2

I am trying to parse xml document (URL) using requests,

facing following error:

ValueError: Unicode strings with encoding declaration are not supported

here is my code:

import requests
from lxml import etree
from lxml.etree import fromstring

req = requests.request('GET', "http://www.nbp.pl/kursy/xml/LastC.xml")

a = req.text
b = etree.fromstring(a)

how can i get this xml parsed. Thanks in advance for help

  • Have you looked at this post? http://stackoverflow.com/questions/15830421/xml-unicode-strings-with-encoding-declaration-are-not-supported – Alexey Gorozhanov Apr 04 '15 at 11:41
  • @AlexeyGorozhanov i tried it.. not working for me! throws same error –  Apr 04 '15 at 11:42
  • @quikrr: it cannot possibly throw the same error if you actually used `req.content`; are you 100% certain you used the right method there? – Martijn Pieters Apr 04 '15 at 12:00

1 Answers1

4

You are passing in the Unicode decoded version. Don't do that, XML parsers require that you pass in the raw bytes instead.

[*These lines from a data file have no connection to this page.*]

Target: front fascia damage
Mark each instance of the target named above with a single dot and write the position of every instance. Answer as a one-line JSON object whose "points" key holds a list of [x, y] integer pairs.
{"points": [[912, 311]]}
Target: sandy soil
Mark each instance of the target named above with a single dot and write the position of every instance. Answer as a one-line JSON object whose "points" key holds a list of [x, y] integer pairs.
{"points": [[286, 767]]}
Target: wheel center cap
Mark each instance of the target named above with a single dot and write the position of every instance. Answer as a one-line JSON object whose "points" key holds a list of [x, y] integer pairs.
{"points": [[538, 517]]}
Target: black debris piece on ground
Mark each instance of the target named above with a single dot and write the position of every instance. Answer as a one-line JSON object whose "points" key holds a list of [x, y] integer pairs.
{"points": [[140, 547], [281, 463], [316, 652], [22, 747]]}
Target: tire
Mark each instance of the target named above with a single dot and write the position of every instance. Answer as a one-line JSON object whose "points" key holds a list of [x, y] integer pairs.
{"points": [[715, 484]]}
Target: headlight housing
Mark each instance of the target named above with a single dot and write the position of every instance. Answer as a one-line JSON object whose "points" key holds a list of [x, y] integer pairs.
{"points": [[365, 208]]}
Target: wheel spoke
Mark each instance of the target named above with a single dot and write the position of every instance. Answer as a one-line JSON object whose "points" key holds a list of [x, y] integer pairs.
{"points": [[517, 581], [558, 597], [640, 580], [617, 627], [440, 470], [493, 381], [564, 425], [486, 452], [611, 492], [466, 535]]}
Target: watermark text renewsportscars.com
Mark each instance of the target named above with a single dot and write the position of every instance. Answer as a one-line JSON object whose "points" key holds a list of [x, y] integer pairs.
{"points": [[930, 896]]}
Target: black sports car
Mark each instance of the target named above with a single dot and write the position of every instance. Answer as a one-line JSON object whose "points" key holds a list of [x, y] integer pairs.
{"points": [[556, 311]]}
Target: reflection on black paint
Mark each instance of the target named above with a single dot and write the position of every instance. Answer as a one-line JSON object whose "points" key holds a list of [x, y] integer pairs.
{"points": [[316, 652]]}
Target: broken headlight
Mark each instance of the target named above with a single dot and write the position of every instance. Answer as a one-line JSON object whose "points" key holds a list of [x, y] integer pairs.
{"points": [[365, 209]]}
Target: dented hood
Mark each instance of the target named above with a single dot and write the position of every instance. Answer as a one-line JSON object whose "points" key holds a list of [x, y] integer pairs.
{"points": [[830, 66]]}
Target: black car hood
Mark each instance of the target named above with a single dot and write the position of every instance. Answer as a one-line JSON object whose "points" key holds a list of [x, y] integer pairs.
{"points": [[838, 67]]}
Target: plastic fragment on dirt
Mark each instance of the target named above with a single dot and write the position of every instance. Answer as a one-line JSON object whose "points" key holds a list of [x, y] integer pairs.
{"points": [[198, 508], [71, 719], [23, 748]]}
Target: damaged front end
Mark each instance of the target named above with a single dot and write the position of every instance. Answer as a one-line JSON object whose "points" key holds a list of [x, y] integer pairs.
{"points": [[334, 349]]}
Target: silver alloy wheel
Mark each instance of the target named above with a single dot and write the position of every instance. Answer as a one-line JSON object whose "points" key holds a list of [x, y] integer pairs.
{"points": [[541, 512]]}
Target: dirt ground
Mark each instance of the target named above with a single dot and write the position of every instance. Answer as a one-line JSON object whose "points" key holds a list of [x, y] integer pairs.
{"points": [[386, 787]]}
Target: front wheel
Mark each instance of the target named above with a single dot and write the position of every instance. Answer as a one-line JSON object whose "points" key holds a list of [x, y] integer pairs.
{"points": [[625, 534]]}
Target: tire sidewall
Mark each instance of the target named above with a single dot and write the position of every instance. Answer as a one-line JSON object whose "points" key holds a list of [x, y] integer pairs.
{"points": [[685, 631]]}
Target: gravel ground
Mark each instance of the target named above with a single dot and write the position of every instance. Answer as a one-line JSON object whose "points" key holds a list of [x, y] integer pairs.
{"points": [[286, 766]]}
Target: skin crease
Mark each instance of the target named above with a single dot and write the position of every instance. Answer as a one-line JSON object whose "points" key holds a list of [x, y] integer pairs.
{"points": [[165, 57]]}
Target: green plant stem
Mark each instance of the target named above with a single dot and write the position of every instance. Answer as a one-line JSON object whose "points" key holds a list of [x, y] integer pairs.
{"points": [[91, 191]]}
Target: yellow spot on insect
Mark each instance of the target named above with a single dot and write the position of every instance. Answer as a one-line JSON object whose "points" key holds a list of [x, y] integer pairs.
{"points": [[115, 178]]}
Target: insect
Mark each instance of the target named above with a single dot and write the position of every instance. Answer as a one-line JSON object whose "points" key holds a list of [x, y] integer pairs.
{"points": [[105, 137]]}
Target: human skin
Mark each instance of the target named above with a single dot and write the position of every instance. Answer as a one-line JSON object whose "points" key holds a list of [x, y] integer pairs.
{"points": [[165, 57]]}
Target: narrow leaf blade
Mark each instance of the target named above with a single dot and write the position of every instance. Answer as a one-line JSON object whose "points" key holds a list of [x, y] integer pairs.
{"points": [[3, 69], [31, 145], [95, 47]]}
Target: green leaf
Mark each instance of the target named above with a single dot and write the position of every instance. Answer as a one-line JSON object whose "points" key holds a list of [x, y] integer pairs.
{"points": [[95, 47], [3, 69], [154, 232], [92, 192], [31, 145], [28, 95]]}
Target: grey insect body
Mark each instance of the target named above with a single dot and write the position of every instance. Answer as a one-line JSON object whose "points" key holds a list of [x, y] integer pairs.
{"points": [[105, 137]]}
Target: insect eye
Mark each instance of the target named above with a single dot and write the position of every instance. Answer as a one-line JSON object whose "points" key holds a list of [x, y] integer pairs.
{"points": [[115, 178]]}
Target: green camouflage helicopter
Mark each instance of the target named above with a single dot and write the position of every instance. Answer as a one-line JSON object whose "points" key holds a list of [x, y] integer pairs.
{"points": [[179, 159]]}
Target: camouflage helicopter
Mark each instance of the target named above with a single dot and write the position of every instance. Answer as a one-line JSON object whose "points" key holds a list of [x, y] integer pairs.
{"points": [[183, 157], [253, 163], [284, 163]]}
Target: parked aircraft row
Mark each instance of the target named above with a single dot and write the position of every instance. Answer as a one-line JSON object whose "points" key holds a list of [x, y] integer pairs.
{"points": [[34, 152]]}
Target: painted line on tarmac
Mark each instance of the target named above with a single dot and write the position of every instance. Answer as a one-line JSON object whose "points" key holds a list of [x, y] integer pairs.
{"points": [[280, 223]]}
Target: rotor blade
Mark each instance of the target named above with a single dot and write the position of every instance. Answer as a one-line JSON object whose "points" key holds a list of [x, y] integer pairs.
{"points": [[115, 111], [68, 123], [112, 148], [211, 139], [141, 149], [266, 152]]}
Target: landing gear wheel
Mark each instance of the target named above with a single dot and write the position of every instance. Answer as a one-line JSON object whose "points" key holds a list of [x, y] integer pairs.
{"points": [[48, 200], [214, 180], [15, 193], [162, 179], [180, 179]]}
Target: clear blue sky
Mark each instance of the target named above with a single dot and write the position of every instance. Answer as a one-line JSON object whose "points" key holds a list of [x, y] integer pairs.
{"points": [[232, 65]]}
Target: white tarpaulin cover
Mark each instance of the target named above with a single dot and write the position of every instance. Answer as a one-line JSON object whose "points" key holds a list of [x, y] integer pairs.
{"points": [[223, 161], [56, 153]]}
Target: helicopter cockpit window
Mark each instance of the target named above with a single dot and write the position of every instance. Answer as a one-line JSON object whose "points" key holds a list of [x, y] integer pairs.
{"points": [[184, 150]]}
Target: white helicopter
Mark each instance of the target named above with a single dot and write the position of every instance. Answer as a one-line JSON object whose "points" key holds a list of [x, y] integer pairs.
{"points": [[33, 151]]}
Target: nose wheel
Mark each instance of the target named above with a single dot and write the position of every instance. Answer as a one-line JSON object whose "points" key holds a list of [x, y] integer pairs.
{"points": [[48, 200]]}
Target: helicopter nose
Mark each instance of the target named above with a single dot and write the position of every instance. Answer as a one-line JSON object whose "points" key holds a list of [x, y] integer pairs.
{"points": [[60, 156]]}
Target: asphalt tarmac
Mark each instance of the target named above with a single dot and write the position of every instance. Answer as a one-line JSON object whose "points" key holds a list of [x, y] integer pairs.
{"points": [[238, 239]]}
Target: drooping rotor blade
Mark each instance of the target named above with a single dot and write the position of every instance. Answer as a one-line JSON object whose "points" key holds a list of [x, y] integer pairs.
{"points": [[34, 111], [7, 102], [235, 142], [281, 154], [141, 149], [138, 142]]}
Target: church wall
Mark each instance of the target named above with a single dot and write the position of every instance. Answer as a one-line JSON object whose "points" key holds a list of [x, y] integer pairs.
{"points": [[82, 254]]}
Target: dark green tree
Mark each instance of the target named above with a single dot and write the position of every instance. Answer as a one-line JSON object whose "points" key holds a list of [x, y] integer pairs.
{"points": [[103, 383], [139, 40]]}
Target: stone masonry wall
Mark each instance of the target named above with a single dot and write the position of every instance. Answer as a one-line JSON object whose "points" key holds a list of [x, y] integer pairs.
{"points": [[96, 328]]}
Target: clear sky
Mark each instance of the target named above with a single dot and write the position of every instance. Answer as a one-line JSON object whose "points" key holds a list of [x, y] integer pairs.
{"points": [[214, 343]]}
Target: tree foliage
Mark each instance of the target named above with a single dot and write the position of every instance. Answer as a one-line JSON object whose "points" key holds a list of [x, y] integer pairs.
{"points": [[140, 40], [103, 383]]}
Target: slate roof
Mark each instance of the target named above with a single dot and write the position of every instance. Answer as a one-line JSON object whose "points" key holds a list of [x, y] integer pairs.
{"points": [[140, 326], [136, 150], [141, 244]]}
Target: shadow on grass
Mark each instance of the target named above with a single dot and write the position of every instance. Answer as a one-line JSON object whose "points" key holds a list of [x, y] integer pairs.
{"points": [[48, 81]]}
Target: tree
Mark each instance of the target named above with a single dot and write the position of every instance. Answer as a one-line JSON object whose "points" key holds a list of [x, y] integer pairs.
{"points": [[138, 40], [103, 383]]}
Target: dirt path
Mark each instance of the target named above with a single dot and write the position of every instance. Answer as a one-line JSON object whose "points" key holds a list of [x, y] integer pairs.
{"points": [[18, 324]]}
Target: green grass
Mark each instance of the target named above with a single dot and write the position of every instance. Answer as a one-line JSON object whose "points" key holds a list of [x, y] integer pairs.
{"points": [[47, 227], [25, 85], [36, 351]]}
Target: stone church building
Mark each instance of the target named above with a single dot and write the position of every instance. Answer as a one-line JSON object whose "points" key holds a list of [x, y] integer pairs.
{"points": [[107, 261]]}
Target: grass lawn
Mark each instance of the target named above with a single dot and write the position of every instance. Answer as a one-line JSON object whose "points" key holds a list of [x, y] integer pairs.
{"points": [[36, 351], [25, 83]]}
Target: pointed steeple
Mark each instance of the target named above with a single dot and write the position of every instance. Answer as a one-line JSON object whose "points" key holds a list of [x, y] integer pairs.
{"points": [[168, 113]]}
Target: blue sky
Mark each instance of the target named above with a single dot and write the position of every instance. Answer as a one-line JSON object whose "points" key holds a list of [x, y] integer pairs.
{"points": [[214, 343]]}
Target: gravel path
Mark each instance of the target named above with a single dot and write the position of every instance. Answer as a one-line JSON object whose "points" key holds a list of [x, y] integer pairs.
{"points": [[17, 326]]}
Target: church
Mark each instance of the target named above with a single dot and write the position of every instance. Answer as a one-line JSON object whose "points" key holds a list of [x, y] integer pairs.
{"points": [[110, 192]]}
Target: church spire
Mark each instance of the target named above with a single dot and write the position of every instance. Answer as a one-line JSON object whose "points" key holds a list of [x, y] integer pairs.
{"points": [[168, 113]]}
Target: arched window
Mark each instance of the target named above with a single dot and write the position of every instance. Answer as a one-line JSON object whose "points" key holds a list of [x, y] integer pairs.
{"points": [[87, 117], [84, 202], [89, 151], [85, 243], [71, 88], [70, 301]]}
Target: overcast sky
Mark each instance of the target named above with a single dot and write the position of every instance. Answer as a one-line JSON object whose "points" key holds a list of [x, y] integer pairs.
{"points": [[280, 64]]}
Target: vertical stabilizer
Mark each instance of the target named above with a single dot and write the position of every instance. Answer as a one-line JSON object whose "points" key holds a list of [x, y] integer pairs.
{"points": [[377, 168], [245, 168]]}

Instead of req.text, use req.content here:

a = req.content
b = etree.fromstring(a)

You can also stream the XML document to the parser:

req = requests.get("http://www.nbp.pl/kursy/xml/LastC.xml", stream=True)
req.raw.decode_content = True  # ensure transfer encoding is honoured
b = etree.parse(req.raw)
Martijn Pieters
  • 1,048,767
  • 296
  • 4,058
  • 3,343